El Motoarrebatador (2018), de Agustín Toscano, es un filme pequeño y básico. Unos ladrones en moto le roban una cartera a una señora madura y la terminan arrastrando por el piso. El que maneja la moto siente culpa de lo que ha hecho, mandar a la mujer al hospital, la visita y termina siendo como un familiar para ella, la cuida. El hombre se llama Miguel (Sergio Prina) y tiene la suerte de que la mujer está amnésica y esto le permite cuidar de su casa y hacerse pasar por alguien conocido de ella. Elena (Liliana Juarez) es una mujer solitaria, una empleada del hogar que ha juntado su plata y vive tranquila, va a cobrar un dinero y justo la asaltan. Miguel es un tipo pobre y desempleado, vive en casa de su pareja que termina botándolo, tiene un hijo chico. Miguel ve de paso la oportunidad de establecerse, de tener un hogar cómodo en casa de Elena. Elena mientras tanto necesita ayuda por su estado y se apoya en Miguel. Hay una relación algo extraña de definir del todo, ¿hay amistad, atracción o más lo que parece, un cariño familiar? El motoarrebatador no ofrece mucha originalidad, es una película que se siente mil veces vista, pero es ligera y se ve fácilmente, no molesta, entretiene. La escena que sale de lo común es una con Prina desnudo con casco de moto echando aerosol a la casa, dura poco tiempo y parece salida de la nada, algo gratuita. El filme forma un vínculo sólido entre Elena y Miguel, que es de lo que se vale la película, su centro. Ésta relación sin embargo no llega a plasmar gran cosa y llega a una pelea que hace ver a Miguel como un tipo bajo, acomplejado con su estado de criminal. Los protagonistas están bien dibujados, aunque le falta más punche al asunto, un poco de más relleno y novedad. Ésta película argentina estuvo en la Quincena de Realizadores 2018.

miércoles, 1 de mayo de 2019

El Ángel


El Ángel (2018), del argentino Luis Ortega, es una película exuberante, hecha en grande a lo blockbuster de cierta manera, no digo comercial, porque no lo es del todo, tiene escenas que son muy radicales o anárquicas, de paso de mal gusto, como mostrar un testículo latiendo en primer plano para enseñar que el protagonista es un desviado como lo señalan más tarde los medios de prensa. El Ángel compitió en Un certain regard 2018.

Lorenzo Ferro debuta en el cine como Carlos Robledo Puch, ladrón y asesino real que es quien tiene el mayor tiempo en la cárcel de la Argentina, más de 45 años en la cárcel. Pero Luis Ortega hace un filme medio arty, cool, algo humorístico, un poco extravagante. Lo mejor del filme es ver a Ferro bailando al son de La joven guardia y su hit el extraño de pelo largo. Robledo Puch se caracteriza por ser un tipo muy frío, pero también rubio y ojos azules, delgado, lo que sorprende a muchos que sea tan sanguinario y tan brutal.

El gran compinche de Puch es Ramón (Chino Darín), y manejan una cierta atracción entre ellos, sin concretarla; el filme defiende lo gay como en la pelea en el bar. La propuesta es muy intensa y entretenida, está contada bastante bien, con sentido del espectáculo. Los padres de Ramón y Puch también son interesantes, con el chileno Luis Gnecco y Cecilia Roth haciendo de los padres de Robledo Puch, siendo tipos muy decentes, pero de poco carácter. Por el otro lado los padres de Ramón son Mercedes Morán y Daniel Fanego y aportan picardía y perversidad. Fanego sobresale en especial del grupo.

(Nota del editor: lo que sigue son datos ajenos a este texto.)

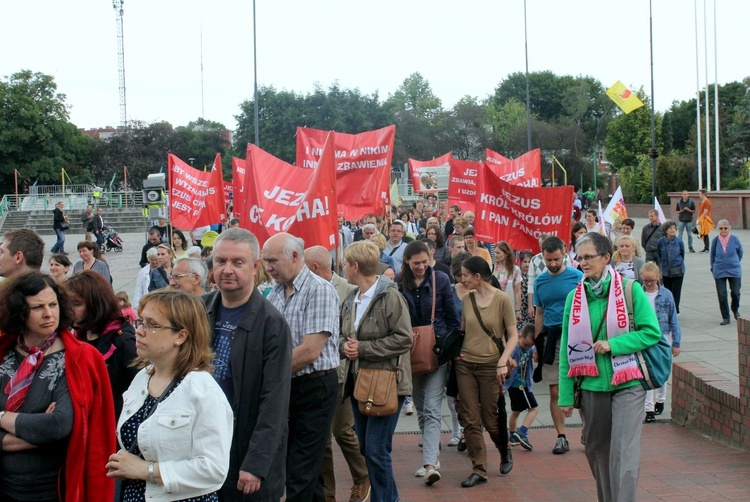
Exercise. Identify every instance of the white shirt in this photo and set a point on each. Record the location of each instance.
(360, 305)
(189, 434)
(141, 285)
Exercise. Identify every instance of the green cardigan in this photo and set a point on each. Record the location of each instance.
(647, 333)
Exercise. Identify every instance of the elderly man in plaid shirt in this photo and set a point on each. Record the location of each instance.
(311, 307)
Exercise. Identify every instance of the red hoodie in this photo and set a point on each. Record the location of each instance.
(92, 439)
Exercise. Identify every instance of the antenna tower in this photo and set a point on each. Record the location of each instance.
(117, 4)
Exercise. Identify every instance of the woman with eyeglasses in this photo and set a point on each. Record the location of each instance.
(175, 430)
(672, 260)
(98, 321)
(663, 303)
(726, 255)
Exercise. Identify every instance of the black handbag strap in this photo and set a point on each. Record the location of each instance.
(161, 398)
(479, 316)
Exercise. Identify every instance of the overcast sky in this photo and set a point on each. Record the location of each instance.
(461, 48)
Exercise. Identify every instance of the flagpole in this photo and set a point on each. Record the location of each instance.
(716, 99)
(255, 73)
(708, 102)
(699, 146)
(528, 100)
(652, 151)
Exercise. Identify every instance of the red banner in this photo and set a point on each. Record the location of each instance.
(280, 197)
(525, 170)
(430, 176)
(196, 198)
(238, 186)
(518, 214)
(464, 178)
(363, 167)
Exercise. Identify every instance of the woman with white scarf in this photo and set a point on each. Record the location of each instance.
(598, 348)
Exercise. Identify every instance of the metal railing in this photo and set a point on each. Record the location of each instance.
(46, 200)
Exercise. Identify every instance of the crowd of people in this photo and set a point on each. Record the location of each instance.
(237, 363)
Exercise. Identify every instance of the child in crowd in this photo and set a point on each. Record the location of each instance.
(127, 309)
(518, 385)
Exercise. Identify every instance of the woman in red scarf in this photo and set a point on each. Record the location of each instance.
(57, 414)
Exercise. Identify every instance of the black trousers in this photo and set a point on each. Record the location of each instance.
(311, 407)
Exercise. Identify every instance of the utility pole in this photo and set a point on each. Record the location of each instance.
(117, 4)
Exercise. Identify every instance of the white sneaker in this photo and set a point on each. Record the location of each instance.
(422, 472)
(431, 477)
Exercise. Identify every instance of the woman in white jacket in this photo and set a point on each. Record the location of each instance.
(175, 429)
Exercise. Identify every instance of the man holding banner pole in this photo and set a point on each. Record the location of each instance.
(311, 307)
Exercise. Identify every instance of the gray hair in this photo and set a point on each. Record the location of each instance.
(241, 235)
(195, 266)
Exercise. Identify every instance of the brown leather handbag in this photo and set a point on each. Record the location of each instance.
(423, 357)
(376, 392)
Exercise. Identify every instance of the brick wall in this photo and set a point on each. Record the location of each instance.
(712, 405)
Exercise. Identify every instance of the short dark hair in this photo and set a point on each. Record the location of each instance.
(98, 297)
(14, 311)
(28, 242)
(601, 243)
(553, 243)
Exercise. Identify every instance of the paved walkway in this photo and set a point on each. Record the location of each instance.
(676, 464)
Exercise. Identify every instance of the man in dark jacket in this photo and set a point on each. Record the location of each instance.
(253, 347)
(650, 236)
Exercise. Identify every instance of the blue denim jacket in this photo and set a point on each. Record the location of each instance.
(671, 254)
(666, 313)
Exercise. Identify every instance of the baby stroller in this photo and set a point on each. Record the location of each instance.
(112, 241)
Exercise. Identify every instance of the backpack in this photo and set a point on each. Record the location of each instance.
(655, 361)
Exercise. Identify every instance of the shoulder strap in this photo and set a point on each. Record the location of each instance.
(434, 297)
(479, 316)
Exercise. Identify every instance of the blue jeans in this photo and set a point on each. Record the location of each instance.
(375, 443)
(735, 283)
(686, 225)
(59, 246)
(428, 398)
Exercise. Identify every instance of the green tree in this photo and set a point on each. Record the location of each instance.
(36, 136)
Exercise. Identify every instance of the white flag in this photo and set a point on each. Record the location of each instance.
(662, 218)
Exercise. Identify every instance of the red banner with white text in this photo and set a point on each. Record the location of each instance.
(196, 198)
(430, 176)
(363, 167)
(238, 186)
(280, 197)
(464, 178)
(518, 214)
(525, 170)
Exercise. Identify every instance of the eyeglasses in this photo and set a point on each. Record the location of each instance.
(151, 327)
(177, 277)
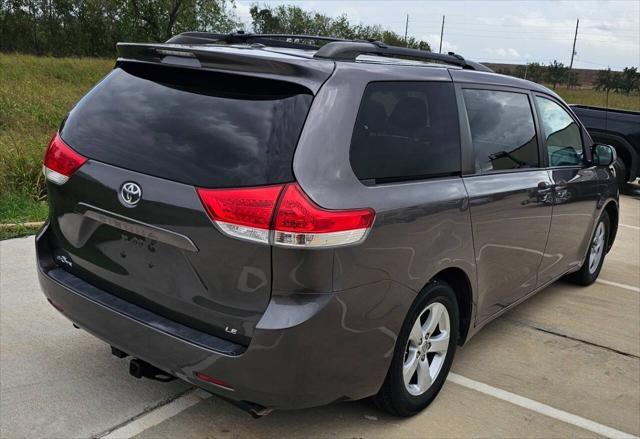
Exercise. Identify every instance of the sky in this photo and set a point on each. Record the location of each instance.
(508, 31)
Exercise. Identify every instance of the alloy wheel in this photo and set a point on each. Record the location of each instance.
(426, 349)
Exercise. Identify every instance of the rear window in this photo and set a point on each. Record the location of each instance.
(406, 131)
(196, 127)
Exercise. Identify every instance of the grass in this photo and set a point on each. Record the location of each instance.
(37, 92)
(35, 95)
(599, 98)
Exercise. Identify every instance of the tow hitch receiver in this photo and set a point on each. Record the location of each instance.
(139, 368)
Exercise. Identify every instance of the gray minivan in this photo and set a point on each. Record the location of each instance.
(288, 225)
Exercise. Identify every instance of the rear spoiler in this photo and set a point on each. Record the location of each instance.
(250, 61)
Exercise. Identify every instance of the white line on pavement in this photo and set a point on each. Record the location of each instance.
(538, 407)
(160, 414)
(619, 285)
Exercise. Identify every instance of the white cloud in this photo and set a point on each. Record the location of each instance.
(434, 41)
(502, 53)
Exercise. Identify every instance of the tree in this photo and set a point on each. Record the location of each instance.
(606, 80)
(93, 27)
(628, 80)
(572, 79)
(294, 20)
(556, 73)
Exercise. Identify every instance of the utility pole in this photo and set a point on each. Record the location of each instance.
(575, 37)
(406, 30)
(441, 35)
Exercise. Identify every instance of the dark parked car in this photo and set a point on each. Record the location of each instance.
(288, 226)
(618, 128)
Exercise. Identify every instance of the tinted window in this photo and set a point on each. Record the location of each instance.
(195, 127)
(502, 130)
(406, 130)
(564, 142)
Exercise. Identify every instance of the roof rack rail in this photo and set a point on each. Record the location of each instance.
(350, 50)
(273, 40)
(335, 48)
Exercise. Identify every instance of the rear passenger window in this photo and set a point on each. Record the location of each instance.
(564, 142)
(406, 130)
(502, 130)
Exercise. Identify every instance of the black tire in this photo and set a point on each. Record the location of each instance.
(394, 396)
(584, 276)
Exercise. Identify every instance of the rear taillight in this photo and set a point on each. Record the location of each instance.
(242, 213)
(60, 161)
(299, 222)
(284, 215)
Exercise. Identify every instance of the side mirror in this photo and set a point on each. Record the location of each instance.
(603, 155)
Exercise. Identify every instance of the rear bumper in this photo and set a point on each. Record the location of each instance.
(307, 350)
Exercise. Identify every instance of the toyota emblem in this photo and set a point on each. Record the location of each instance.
(130, 194)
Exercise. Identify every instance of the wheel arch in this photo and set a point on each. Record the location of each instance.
(458, 280)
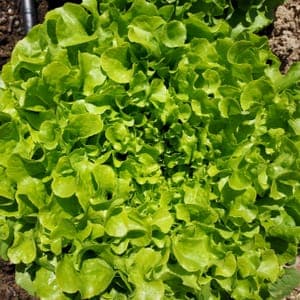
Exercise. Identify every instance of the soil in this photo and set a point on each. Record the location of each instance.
(284, 39)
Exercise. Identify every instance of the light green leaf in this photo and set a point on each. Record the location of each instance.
(149, 290)
(91, 72)
(23, 249)
(83, 126)
(174, 34)
(117, 65)
(226, 267)
(116, 224)
(95, 276)
(269, 267)
(163, 220)
(67, 276)
(193, 254)
(64, 187)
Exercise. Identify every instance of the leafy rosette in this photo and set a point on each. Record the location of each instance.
(147, 154)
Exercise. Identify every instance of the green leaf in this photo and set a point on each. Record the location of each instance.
(150, 290)
(67, 276)
(23, 249)
(269, 267)
(91, 72)
(117, 65)
(226, 267)
(192, 253)
(285, 284)
(64, 187)
(174, 34)
(83, 126)
(116, 224)
(95, 276)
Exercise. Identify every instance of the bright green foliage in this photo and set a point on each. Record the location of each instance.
(149, 151)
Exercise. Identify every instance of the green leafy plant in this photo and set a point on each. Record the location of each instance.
(148, 151)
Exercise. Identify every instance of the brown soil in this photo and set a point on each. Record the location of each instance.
(285, 37)
(284, 41)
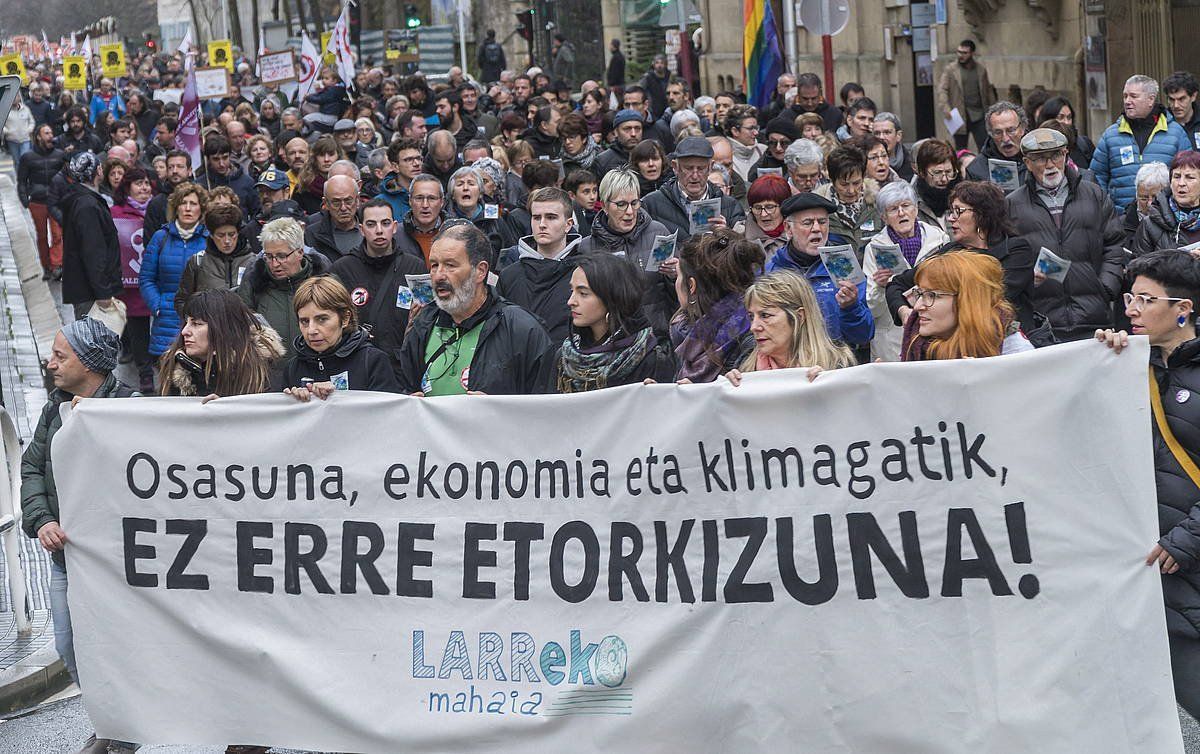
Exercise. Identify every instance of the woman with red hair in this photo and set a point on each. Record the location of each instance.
(766, 225)
(959, 311)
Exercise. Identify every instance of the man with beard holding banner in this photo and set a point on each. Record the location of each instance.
(472, 341)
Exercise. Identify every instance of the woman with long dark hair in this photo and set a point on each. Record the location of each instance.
(223, 349)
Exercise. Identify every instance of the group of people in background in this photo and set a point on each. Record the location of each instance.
(505, 234)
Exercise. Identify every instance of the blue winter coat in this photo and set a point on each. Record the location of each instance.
(1116, 160)
(162, 267)
(853, 325)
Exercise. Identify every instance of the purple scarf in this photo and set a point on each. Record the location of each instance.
(909, 246)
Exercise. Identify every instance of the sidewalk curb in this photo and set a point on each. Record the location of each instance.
(30, 678)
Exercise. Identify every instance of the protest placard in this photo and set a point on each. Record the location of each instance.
(763, 572)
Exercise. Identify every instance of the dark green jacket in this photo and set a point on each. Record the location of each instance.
(39, 496)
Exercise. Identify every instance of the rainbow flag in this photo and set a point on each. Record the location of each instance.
(760, 52)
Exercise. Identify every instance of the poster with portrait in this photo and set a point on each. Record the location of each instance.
(211, 83)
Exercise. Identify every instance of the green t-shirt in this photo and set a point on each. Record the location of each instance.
(449, 353)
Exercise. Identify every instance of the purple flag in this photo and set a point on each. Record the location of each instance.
(187, 136)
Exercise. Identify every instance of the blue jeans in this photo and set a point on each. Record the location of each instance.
(18, 149)
(64, 640)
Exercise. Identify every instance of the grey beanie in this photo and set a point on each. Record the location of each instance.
(96, 346)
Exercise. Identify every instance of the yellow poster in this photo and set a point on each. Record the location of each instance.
(75, 73)
(112, 59)
(12, 65)
(327, 55)
(221, 54)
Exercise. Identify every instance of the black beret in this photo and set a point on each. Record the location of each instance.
(808, 199)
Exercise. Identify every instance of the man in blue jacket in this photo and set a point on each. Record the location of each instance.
(1144, 132)
(843, 305)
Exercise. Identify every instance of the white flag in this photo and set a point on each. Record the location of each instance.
(340, 45)
(310, 63)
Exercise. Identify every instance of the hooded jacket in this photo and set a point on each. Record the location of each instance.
(39, 494)
(241, 184)
(91, 252)
(511, 354)
(1159, 229)
(273, 298)
(162, 268)
(378, 307)
(395, 195)
(541, 286)
(211, 270)
(978, 169)
(669, 207)
(354, 359)
(35, 172)
(1119, 155)
(1179, 518)
(1090, 237)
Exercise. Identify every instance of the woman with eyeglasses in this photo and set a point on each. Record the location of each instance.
(165, 258)
(623, 227)
(978, 220)
(1162, 305)
(960, 311)
(1174, 216)
(903, 233)
(937, 173)
(766, 225)
(333, 352)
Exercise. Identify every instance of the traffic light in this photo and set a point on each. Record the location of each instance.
(412, 18)
(525, 24)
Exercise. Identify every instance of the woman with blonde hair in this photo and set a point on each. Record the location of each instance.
(959, 310)
(787, 329)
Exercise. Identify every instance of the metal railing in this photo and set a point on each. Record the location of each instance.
(10, 524)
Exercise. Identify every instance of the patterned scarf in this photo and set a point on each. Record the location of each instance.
(592, 369)
(1188, 219)
(909, 246)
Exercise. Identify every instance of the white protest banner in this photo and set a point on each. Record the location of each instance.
(897, 557)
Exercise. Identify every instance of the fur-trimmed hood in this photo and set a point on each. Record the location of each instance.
(267, 342)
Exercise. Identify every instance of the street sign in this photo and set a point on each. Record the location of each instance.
(825, 17)
(9, 88)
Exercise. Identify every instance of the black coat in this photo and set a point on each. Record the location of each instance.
(541, 287)
(510, 357)
(1090, 237)
(1015, 257)
(1179, 518)
(365, 366)
(318, 233)
(667, 207)
(91, 253)
(364, 276)
(35, 172)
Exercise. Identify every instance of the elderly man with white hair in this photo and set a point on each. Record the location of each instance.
(1144, 132)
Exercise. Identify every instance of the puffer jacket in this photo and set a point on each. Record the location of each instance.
(1159, 229)
(669, 207)
(1179, 515)
(855, 324)
(37, 168)
(354, 361)
(162, 268)
(211, 270)
(1117, 159)
(273, 298)
(39, 496)
(1090, 235)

El filme no intenta ser un retrato verídico, es algo mucho más libre, se busca una obra artística ante todo, con un Puch que es un personaje de cine, no uno tan real, aportando simpatía, relajo y humor. No se juzga con fuerza de ninguna manera su brutalidad, es visto todo como mecanismo de entretenimiento e impacto, de hedonismo. No es algo serio en ese sentido. Vemos a Puch comportarse como un niño, como un tipo de poca meditación, es un loco, aunque él se considera normal. Es como que al chico más popular del colegio se le pusiera perversidad, sordidez, criminalidad, y todo fuera conchudo, atrevido, libertino y nihilista.